TV, on the other hand, which remains the largest serving of Americans’ daily media diet, will see the biggest loses. That medium, whose usage has been steadily plummeting in recent years — losing between five and ten minutes of daily use per year — will comprise only 3 hours and 55 minutes of Americans' daily media usage in 2018, which is nearly an hour less than the average time Americans spent with the medium in 2012.
Newspaper and magazines, already at the bottom of the media pyramid, by 2018 will comprise only about 15 minutes and 11 minutes of average daily time, respectively. A silver lining for this category is the detail that total print media consumption time is expected to slide by only about a minute in 2017 and another minute in 2018.
Perhaps the most prescient detail of the report is the notion that digital media, by far the most boisterous medium, will see only a modest rise in usage in the coming years, gaining 10 more average daily minutes of use time in 2017 and another eight minutes in 2018.

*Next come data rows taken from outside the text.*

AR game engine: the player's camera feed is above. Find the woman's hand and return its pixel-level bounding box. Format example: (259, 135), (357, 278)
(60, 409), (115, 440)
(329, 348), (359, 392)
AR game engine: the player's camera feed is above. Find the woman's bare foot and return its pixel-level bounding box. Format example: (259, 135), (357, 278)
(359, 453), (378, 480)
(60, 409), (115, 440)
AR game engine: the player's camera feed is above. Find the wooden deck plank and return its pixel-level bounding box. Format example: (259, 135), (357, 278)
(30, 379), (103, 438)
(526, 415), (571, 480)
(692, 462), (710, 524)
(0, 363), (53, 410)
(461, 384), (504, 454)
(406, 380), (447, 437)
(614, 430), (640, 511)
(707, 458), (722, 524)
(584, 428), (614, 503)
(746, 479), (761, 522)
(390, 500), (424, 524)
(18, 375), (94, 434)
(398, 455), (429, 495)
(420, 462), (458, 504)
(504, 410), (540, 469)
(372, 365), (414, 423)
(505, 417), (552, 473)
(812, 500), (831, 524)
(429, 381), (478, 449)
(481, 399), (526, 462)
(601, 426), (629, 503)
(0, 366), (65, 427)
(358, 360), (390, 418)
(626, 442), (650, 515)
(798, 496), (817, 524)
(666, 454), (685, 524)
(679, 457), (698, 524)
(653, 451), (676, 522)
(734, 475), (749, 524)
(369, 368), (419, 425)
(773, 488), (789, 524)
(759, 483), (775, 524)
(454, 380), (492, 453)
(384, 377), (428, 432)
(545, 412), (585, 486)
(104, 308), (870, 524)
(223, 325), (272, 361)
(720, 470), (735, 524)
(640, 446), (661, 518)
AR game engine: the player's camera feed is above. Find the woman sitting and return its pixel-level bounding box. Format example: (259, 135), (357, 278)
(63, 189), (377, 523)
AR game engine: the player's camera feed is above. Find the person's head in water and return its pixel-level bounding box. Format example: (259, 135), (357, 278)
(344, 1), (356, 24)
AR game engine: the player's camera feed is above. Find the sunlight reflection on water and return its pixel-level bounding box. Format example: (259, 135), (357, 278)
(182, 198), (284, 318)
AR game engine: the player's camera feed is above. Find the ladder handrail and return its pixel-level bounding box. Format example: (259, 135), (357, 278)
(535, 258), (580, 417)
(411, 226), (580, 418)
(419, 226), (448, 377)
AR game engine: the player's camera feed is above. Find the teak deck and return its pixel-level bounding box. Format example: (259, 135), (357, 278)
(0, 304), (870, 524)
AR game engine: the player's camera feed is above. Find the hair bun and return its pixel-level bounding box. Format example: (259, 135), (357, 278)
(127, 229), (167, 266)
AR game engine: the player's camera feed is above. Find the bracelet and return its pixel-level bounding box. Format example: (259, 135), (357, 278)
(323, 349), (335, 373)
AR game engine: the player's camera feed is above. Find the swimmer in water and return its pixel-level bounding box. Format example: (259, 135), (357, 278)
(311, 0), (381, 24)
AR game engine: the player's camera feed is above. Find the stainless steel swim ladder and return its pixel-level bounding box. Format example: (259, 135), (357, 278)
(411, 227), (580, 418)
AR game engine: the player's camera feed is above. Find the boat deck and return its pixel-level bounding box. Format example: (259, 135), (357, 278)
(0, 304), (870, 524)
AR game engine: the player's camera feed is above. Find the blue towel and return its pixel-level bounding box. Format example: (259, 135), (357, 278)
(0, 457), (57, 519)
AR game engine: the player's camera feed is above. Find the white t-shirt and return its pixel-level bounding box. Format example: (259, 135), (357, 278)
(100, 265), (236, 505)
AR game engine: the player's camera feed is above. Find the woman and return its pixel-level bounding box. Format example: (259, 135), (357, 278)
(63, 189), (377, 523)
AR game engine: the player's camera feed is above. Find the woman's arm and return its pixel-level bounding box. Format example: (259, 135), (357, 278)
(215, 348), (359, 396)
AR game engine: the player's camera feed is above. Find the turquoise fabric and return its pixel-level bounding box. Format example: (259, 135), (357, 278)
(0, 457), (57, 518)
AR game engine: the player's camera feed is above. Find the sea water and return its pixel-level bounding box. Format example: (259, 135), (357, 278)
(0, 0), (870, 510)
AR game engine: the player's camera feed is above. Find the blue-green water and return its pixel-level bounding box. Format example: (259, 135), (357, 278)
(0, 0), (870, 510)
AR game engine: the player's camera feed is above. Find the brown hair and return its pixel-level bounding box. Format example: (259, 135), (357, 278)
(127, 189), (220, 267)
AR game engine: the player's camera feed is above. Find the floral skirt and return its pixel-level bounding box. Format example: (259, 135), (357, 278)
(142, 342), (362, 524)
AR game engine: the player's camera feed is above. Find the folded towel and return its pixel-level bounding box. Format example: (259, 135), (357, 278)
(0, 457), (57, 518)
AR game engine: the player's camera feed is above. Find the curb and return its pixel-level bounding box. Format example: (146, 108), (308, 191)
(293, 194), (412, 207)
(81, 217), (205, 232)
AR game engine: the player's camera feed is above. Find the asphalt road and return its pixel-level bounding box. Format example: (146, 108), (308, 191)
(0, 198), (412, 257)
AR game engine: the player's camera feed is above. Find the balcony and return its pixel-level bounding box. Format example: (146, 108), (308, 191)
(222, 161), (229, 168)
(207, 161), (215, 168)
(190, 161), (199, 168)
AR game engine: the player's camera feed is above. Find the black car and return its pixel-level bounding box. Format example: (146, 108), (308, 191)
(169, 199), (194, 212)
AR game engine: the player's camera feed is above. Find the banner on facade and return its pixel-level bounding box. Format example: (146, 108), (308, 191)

Even mobile, the digital media category that experienced the largest gains in recent years — jumping from an hour and 28 minutes in 2012 to two hours and 15 minutes the following year — is expected to slow: Americans will spend only nine more minutes interacting with mobile media in 2017 than this year, and only eight more minutes the following year.
A slow-down in growth for the most popular media category, the report notes, signals that Americans may be nearing a saturation point in daily media usage, and that increases in time spent with one media format could be arriving at the expense of time spent with the others.